Q1. What is the job of Mapper and Reducer?
Ans:- The map or mapper’s job is to process the input data. Generally the input data is in the form of file or directory and is stored in the hadoop file system (HDFS). The input file is passed to the mapper function line by line. The mapper processes the data and creates several small chunks of data.
Reducer is the combination of the Shuffle stage and the Reduce stage. The Reducer’s job is to process the data that comes from the mapper. After processing, it produces a new set of output, which will be stored in the HDFS.
Q2. What is output collector? How it control the mapper output? Write the application of output collector class.
Ans:- The output from the mapper or reducer is stored and processed internally and is then transferred to the next stage. Access to these locations or files are not possible externally. Generally output collector collects data which is either the output of mapper or reducer.

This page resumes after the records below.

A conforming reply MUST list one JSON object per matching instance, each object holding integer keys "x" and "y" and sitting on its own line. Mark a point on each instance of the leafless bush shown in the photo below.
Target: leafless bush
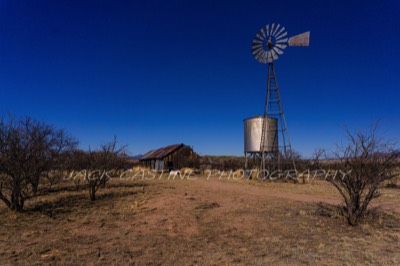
{"x": 28, "y": 148}
{"x": 367, "y": 161}
{"x": 101, "y": 163}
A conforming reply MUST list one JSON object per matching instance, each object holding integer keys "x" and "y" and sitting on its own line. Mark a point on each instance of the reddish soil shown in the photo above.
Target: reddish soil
{"x": 199, "y": 222}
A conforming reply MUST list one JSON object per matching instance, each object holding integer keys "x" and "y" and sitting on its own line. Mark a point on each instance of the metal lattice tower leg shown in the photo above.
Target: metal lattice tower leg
{"x": 273, "y": 109}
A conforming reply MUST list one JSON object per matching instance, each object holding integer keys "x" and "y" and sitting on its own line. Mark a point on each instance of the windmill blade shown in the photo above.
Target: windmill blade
{"x": 257, "y": 51}
{"x": 263, "y": 33}
{"x": 281, "y": 46}
{"x": 274, "y": 55}
{"x": 278, "y": 51}
{"x": 282, "y": 40}
{"x": 300, "y": 40}
{"x": 276, "y": 29}
{"x": 282, "y": 35}
{"x": 256, "y": 45}
{"x": 259, "y": 36}
{"x": 272, "y": 29}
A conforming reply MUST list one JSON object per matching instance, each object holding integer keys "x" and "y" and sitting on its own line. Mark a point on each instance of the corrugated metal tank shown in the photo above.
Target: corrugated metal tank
{"x": 253, "y": 131}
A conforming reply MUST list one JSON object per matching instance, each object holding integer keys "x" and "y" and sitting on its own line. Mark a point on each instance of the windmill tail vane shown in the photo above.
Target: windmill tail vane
{"x": 272, "y": 39}
{"x": 274, "y": 142}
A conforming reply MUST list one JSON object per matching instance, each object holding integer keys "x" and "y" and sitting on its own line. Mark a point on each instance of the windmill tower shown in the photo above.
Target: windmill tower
{"x": 274, "y": 141}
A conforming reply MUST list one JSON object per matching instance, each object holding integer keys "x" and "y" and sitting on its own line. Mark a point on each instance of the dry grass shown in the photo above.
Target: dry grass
{"x": 196, "y": 222}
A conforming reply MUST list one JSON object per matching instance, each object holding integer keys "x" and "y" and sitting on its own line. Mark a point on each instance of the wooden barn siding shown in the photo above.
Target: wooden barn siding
{"x": 178, "y": 158}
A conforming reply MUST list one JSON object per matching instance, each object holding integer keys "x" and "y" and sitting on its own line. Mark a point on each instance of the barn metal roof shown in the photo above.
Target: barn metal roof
{"x": 161, "y": 153}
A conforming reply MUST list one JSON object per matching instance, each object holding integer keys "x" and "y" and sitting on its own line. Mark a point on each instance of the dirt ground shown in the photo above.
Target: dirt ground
{"x": 198, "y": 222}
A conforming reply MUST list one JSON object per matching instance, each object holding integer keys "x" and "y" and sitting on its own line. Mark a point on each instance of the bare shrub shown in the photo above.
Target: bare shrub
{"x": 28, "y": 148}
{"x": 366, "y": 161}
{"x": 101, "y": 163}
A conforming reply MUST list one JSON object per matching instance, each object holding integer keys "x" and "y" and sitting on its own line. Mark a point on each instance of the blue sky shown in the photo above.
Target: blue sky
{"x": 155, "y": 73}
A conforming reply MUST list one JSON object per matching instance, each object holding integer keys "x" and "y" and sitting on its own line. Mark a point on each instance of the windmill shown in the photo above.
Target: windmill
{"x": 267, "y": 46}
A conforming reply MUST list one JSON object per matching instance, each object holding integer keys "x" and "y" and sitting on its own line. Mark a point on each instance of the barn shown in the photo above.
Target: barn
{"x": 173, "y": 157}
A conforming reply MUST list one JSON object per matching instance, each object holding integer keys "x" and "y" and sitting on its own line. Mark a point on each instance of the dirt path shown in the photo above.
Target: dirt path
{"x": 197, "y": 222}
{"x": 264, "y": 192}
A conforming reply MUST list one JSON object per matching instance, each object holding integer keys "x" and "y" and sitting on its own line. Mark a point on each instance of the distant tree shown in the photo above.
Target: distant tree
{"x": 28, "y": 148}
{"x": 367, "y": 161}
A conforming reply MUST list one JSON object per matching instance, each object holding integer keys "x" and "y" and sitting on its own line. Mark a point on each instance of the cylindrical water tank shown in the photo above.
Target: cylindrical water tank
{"x": 253, "y": 131}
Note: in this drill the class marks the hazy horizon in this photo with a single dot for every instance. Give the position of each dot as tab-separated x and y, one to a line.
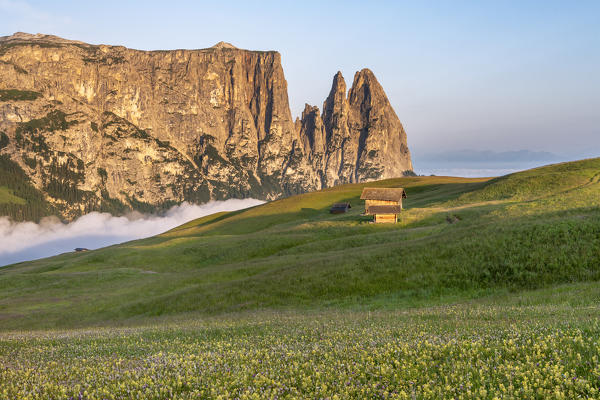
485	76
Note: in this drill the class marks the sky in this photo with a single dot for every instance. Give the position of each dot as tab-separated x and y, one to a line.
486	75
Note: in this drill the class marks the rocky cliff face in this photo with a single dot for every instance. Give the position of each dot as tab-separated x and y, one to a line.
106	127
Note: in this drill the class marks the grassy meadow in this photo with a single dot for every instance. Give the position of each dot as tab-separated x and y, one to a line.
486	288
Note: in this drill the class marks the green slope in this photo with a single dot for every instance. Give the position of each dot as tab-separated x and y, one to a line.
527	230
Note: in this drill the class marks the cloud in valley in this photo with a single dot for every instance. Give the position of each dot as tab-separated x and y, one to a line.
27	240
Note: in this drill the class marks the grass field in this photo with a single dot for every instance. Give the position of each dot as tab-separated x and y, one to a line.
285	300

To have access to these folder we have to create an output collector class to access the location and content of this files. The key value pairs generated during splitting of the input value of mapper is collected and managed by output collector.
Q3. What is shuffle and sorting? How it works? Example in real time. Write customize shuffling algorithm.
Ans:- After the Map phase and before the beginning of the Reduce phase there is a handoff process, known as shuffle and sort. Here, data from the mapper tasks is prepared and moved to the nodes where the reducer tasks will be running. When the mapper task is complete, the results are sorted by key, partitioned if there are multiple reducers, and then written to disk. Sorting saves time for the reducer, helping it easily distinguish when a new reduce task should start. It simply starts a new reduce task, when the next key in the sorted input data is different than the previous.
A reducer can run multiple reduce tasks. Shuffling and sorting are performed locally, by each reducer, for its own input data.
Playing cards is a real time example for shuffling and sorting.
Q4. What are the external daemons running in standalone mode?
Ans:- In standalone mode there is no external daemons running.
Q5. How to modify the heartbeat and block report time interval of data node?
Ans:- The hearbeat and block report time interval can be modified by modifying the codes written in hdf-site.xml for example:-
<description>Determines datanode heartbeat interval in seconds.</description>
<description>Determines when machines are marked dead</description>
Same way we can change the interval for block report.
Q6. What is FSimage & what type of metadata its stores?
Ans:- An FSimage file contains the complete state of the file system at a point in time. Every file system modification is assigned a unique, monotonic increasing transaction ID. An FSimage file represents the file system state after all modifications up to a specific transaction ID.
In master node we have name node which maintains a metadata in two files. One is FSimage and the other one is edit log. So this FSimage is initially loaded when the hadoop system is started and this FSimage contains the directory structure of the clusters and data stored. Then afterwards, for every transaction occurring, edit logs file is updated.
The Namenode after loading the FSimage has the whole idea of where data is stored in memory.
1. Transactions are coming in, the information is stored in the edit log.
2. Periodically, per default every hour, the checkpoint node/secondary namenode, retrieves the logs, and merges them with the latest FSimage and keeps the data as a checkpoint. At this point, the nn has the image in the memory, the edit logs are emptied and the latest checkpoint is stored as an image on the snn/cn.
Q7. If 2TB data is given what is the max expected metadata generated?
Ans:- Meta data generated for 2TB of data will be very small almost in KB.
Q8. Write how to save job by using combiner?
Ans:- When a MapReduce Job is running on a large dataset, Hadoop Mapper generates large chunks of intermediate data that is passed on to Hadoop Reducer for further processing, which leads to massive network congestion. So the MapReduce framework offers a function known as ‘Combiner’ that can play a crucial role in reducing network congestion. As a matter of fact ‘Combiner’ is also termed as ‘Mini-reducer’. It is important to note that the primary job of a Hadoop Combiner is to process the output data from Hadoop Mapper, before passing it to a Hadoop Reducer. Technically speaking, Combiner and Reducer use the same code. Combiner collects data and arrange the like data’s together and transfer it to the output file.